其实前面我学习韦神的书的时候,学习过uboot,知道分为两个阶段。期间对这个uboot的源码没有了解深入。最近坐AVB校验,需要uboot到kernel的这个过程。这里再学习一下。
与大多数BootLoader一样,uboot的启动过程分为BL1和BL2两个阶段。
BL1阶段通常是开发板的配置等设备初始化代码,需要依赖依赖于SoC体系结构,通常用汇编语言来实现;
BL2阶段主要是对外部设备如网卡、Flash等的初始化以及uboot命令集等的自身实现,通常用C语言来实现。
(这里不要和ATF的BL1搞混了哈)
uboot的BL1阶段代码通常放在start.s文件中,用汇编语言实现,其主要代码功能如下:
(1) 指定uboot的入口。
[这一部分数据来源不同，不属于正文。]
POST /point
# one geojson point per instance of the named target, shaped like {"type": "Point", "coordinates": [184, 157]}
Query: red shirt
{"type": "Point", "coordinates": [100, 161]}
在链接脚本uboot.lds中指定uboot的入口为start.S中的_start。
(2)设置异常向量(exception vector)
(3)关闭IRQ、FIQ,设置SVC模式
(4)关闭L1 cache、设置L2 cache、关闭MMU
(5)根据OM引脚确定启动方式
(6)在SoC内部SRAM中设置栈
(7)lowlevel_init(主要初始化系统时钟、SDRAM初始化、串口初始化等)
(8)设置开发板供电锁存
(9)设置SDRAM中的栈
(10)将uboot从SD卡拷贝到SDRAM中
(11)设置并开启MMU
(12)通过对SDRAM整体使用规划,在SDRAM中合适的地方设置栈
(13)清除bss段,远跳转到start_armboot执行,BL1阶段执行完
start_armboot函数位于lib_arm/board.c中,是C语言开始的函数,也是BL2阶段代码中C语言的 主函数,同时还是整个u-boot(armboot)的主函数,BL2阶段的主要功能如下:
(1)规划uboot的内存使用
(2)遍历调用函数指针数组init_sequence中的初始化函数
(3)初始化uboot的堆管理器mem_malloc_init
(4)初始化SMDKV210开发板的SD/MMC控制器mmc_initialize
(5)环境变量重定位env_relocate
(6)将环境变量中网卡地址赋值给全局变量的开发板变量
(7)开发板硬件设备的初始化devices_init
(8)跳转表jumptable_init
(9)控制台初始化console_init_r
(10)网卡芯片初始化eth_initialize
(11)uboot进入主循环main_loop
这里主要对第二个阶段BL2进行一个分析。
start_armboot函数的主要功能如下:
(1)遍历调用函数指针数组init_sequence中的初始化函数
依次遍历调用函数指针数组init_sequence中的函数,如果有函数执行出错,则执行hang函数,打印出”### ERROR ### Please RESET the board ###”,进入死循环。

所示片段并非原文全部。